COVER STORY | The best cover songs are the ones you don’t know are covers. Throughout the 90’s, many artists we loved took time to pay homage to the songs that influenced their sound. Adding their own flavor to familiar tunes, these updated renditions birthed new classics that would become time capsules for the next generation. Let’s review the top 10 cover songs in 90’s R&B.

At Your Best (You Are Love)
A self-professed fan of The Isley Brothers, Aaliyah followed up her 1994 debut single, “Back & Forth” with this sweet serenade lifted from the group’s 1976 album, Harvest for the World. From the first notes in acapella, we were all enraptured by Aaliyah’s feathery vocals and comforting, mature delivery which hinted that this girl has been here before. The R. Kelly-produced rendition rose to No. 6 on the Billboard Top 100 Charts and nestled the late singer into our hearts.

Who Can I Run To
There is no 90’s R&B female group that has had more growth than Xscape. Members LaTocha Scott, Tameka Harris, Tamika Scott, and Kandi Burrus stepped on the scene, defined by producer Jermaine Dupri, as “the female Jodeci”. Powerful vocals paired with gritty style, the quartet’s 1994 debut “Just Kickin’ It” represented girls who loved hard and sang just as hard as the street’s circumstances. For their second LP, Off The Hook; however, the ladies tapped deeper into their femininity on this unforgettable cover of The Jones Girls’ 1979 ballad, “Who Can I Run To”. Gone were the girls in baggy jeans, flannel shirts, and bandanas; we were now in the presence of women. This song was a game-changer and earned Xscape their second platinum-selling album.

This Woman’s Work
When neo-soul entity Maxwell gave a performance for MTV Unplugged in 1997, he premiered an angelic cover of Kate Bush’s hit “This Woman’s Work”. Harps and violins as way-finders for notes that levitated, his ownership left many of us ignorant that this was not an original composition. As both versions saw success on the charts, Maxwell introduced this folk song to an urban audience. The chanteur later recorded and released the a studio version of the song that appeared on the Love & Basketball soundtrack in 2000 as well as his 2001 LP, Now.

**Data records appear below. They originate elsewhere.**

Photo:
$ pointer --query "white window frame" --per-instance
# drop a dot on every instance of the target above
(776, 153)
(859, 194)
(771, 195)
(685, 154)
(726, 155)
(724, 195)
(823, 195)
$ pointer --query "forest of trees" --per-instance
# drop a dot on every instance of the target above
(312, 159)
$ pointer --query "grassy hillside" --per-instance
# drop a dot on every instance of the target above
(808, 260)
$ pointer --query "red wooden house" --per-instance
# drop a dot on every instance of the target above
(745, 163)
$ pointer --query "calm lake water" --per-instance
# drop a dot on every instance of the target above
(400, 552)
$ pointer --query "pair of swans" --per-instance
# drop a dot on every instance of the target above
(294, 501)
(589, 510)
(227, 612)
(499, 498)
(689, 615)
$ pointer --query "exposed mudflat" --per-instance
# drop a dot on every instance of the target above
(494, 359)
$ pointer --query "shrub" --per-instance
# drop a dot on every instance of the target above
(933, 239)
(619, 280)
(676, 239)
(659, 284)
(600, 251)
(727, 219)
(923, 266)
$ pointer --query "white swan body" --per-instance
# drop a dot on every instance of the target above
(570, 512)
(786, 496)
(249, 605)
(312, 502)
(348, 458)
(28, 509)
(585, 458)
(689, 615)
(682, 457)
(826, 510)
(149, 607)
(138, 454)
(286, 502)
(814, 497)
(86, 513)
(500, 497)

Giving Him Something He Can Feel
The ladies of En Vogue reincarnated this cover of the Curtis Mayfield-penned opus from the 1976 film Sparkle. Originally recorded by Aretha Franklin for the film’s soundtrack, the funky divas breathed new life into this sultry classic while maintaining its retro soul. Featuring flawless harmonies and lead vocals by Dawn Robinson, “Giving Him Something He Can Feel” introduced listeners to this Mayfield’s genius composition while becoming the second single of En Vogue’s 1992 sophomore studio album to top the Billboard charts.

Ribbon in the Sky
It is hard to deliver a Stevie Wonder song, much more deliver it nearly better than the musical genius. It may be a bold statement but there is great weight behind it. Such is the case for Intro’s victorious cover of 1982’s “Ribbon in the Sky.” Every note is perfect, every harmony blended evenly among members Buddy, Kenny and Jeff. It is a contemporary reimagining that feels as earnest and heartfelt as the original ballad. The Brooklyn trio even received blessing by Stevie Wonder in the song’s music video.

Angel of Mine
Shortly before gliding to #1 for four consecutive weeks on Billboard Hot 100 charts, Monica’s “Angel of Mine” belonged to British R&B group , Eternal. Written by Grammy Award-winning producer and songwriter Rhett Lawrence, the group topped the UK Singles charts and earned Eternal’s Greatest Hits compilation triple platinum-selling status in 1997. Produced by Rodney “Darkchild” Jerkins, Monica’s rendition was released just one year later with equal success, certifying her own sophomore album, Boy Is Mine, platinum in 1999.

I’m Goin’ Down
As soon as “I’m Goin’ Down” by Mary J. Blige begins, you are sure that it has been here before. You are also sure that it is something special. Written by classic soul-songwriter Norman Whitfield, the ballad feels as relevant on 1994’s My Life album as it did when Rose Royce originally recorded the song in 1977. Like a well-aged wine, it is beautifully vintage and poured with unfiltered emotion behind each note. Surprisingly, “I’m Goin’ Down” didn’t secure any accolades at the time of its release nor did it break the Top 10 on R&B charts; but it remains an anthem that continues to secure the Queen of Hip-Hop Soul’s reigning position upon the throne.

I Will Always Love You
There isn’t much that needs to be said about Whitney Houston’s tour-de-force, “I Will Always Love You”. It is Houston’s greatest vocal performance and if you were present during its dominating rise on the charts in 1992, you still recognize your blessing today. Recorded for the soundtrack to The Bodyguard, the film in which Houston made her starring debut with Kevin Costner, it was Costner who contacted original singer and songwriter Dolly Parton for permission to repurpose her 1974 single. The country singer was honored and we are so grateful that she gave clearance. Executed with sentimentality, vulnerability, and powerhouse bravura, it is no wonder why it is the most lauded and monumental recording by the greatest voice of our generation. In a recent interview, Dolly Parton shared that she first heard Houston’s version while driving and had to pull over. “I could not believe how she did that. I mean, how beautiful it was that my little song had turned into that, so that was a major, major thing.” #RIP Whitney.